Metallic balloons conduct electricity and can pose a significant threat to public safety if released into the air. If they float into powerlines, they can disrupt electric service to an entire neighborhood, cause significant property damage and potentially result in serious injuries.

Specifically, the new law requires balloons sold in the state after 2027 to meet Institute of Electrical and Electronics Engineer standards. The standard requires that balloons must not be conductive at distribution voltages up to 38 kilovolts (kV). Of the 47 fires caused by metallic balloons in 2020-2021, 44 (90%) occurred on powerlines with voltage below 35 kV. Those fires could have been prevented under the new law.

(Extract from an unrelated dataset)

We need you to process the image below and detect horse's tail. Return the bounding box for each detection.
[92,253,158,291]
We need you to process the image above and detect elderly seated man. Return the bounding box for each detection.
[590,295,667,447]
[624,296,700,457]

β€œBalloon-caused outages have been on the rise in recent years and have the potential to cause ignitions when interacting with electrical assets. This legislation will help minimize that risk and is part of our unwavering focus on keeping our customers and our hometowns safe,” said Sumeet Singh, PG&E Executive Vice President and Chief Risk and Safety Officer.

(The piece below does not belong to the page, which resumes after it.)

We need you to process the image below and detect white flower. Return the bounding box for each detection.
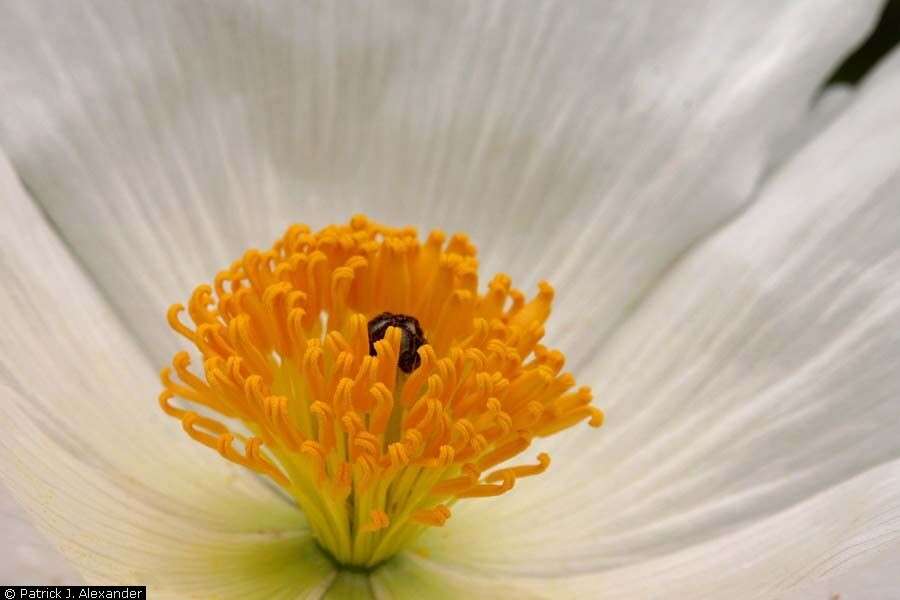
[1,1,900,598]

Metallic balloon-related outages can pose a wildfire risk. In 2015, a metallic balloon coming into contact with overhead lines sparked the Webb Fire in Butte County which burned 75 acres. Since 2018, the number of balloon-related ignitions has increased in frequency.

Balloon-related outages also impact electric reliability. In 2021, metallic balloons that drifted into PG&E power lines caused more than 600 outages, a 27 percent increase from the previous year and the highest number of balloon-related outages that PG&E has seen in a decade.